The cells came from the endometrium, which lines the inside of the uterus. When Dr. Gargett cultured the cells in a petri dish, they looked like round clumps surrounded by a clear, pink medium.
But examining them with a microscope, she saw what she was looking for — two kinds of cells, one flat and roundish, the other elongated and tapered, with whisker-like protrusions.
Dr. Gargett strongly suspected that the cells were adult stem cells — rare, self-renewing cells, some of which can give rise to many different types of tissues.
She and other researchers had long hypothesised that the endometrium contained stem cells, given its remarkable capacity to regrow itself each month.
The tissue, which provides a site for an embryo to implant during pregnancy and is shed during menstruation, undergoes roughly 400 rounds of shedding and regrowth before a woman reaches menopause.

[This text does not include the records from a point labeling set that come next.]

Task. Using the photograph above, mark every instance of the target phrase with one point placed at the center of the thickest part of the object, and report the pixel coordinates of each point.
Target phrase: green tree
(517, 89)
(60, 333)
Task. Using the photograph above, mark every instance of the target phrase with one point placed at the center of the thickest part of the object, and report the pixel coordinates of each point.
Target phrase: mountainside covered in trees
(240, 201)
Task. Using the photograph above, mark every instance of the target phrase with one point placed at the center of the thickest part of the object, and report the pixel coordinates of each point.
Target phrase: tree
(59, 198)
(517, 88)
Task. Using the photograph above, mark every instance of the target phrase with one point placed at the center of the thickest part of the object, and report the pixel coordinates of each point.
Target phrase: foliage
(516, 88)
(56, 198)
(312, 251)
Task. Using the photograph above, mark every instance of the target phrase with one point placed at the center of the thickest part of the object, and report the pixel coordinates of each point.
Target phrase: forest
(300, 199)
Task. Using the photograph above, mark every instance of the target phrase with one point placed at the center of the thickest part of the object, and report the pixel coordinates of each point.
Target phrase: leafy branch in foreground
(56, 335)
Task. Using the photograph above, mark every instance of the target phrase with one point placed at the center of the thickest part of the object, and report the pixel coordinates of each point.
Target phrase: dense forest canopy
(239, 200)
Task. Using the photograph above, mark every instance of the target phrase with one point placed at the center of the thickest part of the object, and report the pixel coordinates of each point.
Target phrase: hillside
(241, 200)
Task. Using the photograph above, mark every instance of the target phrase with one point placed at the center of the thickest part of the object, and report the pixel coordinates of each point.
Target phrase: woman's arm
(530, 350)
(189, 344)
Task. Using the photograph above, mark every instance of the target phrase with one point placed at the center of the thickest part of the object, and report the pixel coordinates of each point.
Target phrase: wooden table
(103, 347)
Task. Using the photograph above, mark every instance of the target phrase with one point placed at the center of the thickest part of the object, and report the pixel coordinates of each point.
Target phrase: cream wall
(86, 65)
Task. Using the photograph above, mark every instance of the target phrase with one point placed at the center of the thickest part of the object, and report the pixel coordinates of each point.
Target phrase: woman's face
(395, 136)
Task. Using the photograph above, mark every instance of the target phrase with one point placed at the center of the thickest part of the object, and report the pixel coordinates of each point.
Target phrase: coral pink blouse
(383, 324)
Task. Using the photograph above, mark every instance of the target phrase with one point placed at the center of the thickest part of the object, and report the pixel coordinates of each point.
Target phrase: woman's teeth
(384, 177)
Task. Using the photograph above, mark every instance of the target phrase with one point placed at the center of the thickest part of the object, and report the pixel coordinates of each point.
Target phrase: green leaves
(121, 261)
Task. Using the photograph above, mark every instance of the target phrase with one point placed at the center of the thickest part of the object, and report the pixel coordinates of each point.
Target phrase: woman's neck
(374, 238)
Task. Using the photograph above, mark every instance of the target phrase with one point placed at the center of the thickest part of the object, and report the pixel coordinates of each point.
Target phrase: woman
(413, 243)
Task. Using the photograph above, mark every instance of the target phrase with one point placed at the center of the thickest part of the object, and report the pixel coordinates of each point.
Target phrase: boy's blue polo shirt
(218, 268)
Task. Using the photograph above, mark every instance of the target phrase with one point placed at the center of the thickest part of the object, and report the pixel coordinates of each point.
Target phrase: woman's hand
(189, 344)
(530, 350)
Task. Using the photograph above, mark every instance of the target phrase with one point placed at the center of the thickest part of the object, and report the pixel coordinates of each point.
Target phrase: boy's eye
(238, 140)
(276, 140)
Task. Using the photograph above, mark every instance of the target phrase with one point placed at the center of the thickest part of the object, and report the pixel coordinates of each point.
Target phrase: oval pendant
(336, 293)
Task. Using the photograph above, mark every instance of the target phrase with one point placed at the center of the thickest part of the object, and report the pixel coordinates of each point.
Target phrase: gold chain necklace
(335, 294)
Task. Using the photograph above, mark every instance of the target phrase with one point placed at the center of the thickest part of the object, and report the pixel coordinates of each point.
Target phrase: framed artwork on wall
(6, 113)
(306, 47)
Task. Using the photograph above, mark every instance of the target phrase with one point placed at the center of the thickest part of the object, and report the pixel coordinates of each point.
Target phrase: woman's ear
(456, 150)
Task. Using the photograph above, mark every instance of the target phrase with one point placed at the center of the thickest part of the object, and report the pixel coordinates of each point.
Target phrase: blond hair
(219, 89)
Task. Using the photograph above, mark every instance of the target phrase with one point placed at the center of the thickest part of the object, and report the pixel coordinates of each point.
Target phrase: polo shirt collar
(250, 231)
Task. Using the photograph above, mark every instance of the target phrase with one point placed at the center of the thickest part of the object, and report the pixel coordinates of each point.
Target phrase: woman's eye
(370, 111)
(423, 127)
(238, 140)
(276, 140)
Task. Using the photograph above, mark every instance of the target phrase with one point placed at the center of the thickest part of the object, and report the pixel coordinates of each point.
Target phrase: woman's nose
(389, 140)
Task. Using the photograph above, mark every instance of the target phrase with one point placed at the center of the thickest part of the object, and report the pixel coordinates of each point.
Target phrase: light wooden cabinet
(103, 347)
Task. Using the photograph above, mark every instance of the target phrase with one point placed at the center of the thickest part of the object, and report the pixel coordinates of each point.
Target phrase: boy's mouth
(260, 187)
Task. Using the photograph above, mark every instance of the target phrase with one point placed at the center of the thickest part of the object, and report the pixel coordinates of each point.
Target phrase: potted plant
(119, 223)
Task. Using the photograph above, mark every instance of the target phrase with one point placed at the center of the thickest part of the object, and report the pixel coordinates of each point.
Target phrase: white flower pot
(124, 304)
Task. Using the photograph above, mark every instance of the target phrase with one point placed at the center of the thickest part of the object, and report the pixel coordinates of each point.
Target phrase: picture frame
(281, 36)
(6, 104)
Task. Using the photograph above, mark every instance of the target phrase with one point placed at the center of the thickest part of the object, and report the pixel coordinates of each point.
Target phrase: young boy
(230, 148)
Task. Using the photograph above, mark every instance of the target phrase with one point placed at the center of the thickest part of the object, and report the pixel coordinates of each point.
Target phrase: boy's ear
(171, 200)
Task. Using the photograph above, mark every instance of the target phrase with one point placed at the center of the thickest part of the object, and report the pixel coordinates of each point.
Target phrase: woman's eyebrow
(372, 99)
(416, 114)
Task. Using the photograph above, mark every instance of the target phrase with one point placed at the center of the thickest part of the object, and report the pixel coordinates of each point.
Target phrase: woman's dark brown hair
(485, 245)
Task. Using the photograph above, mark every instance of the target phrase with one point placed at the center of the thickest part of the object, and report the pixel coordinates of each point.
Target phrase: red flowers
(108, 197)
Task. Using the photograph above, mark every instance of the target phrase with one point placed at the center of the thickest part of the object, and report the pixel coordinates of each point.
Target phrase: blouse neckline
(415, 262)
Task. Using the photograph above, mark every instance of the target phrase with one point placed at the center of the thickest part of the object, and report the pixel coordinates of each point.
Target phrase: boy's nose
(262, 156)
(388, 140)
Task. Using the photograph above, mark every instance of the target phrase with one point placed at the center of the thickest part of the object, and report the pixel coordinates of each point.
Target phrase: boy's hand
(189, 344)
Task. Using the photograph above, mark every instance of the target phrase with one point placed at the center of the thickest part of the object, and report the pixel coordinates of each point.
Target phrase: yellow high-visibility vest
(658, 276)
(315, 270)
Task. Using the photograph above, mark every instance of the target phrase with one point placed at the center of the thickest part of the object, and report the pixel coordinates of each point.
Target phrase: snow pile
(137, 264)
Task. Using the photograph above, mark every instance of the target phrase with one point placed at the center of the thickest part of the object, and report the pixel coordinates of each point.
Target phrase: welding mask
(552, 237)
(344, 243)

But although scientists had isolated adult stem cells from many other regenerating tissues — including bone marrow, the heart, and muscle — “no one had identified adult stem cells in endometrium,” Dr. Gargett says.
The role of X chromosome in auto-immune diseases (Page no. 20)
(GS Paper 3, Science and Technology)
In recent times several international celebrities have spoken up about their diagnosis and subsequent struggles with autoimmune diseases.
A majority of these celebrities are women. This bias is not just a fluke of nature but a reflection of a worldwide phenomenon.
A 2023 study by the University of Oxford stated that about 10% of the population they had studied had autoimmune diseases of which 13% were women and 7% were men.
The higher susceptibility of women to autoimmune diseases has puzzled researchers for decades. Several factors can cause autoimmune disease such as environmental factors, genetics, hormonal imbalance and lifestyle habits.
However, since women are more susceptible to these diseases, scientists previously thought that it could be related to sex hormones or faulty regulation of the X chromosome.
Now, a group of scientists have found a molecular coating that is found in half of the X chromosomes in women might be the reason behind this phenomenon.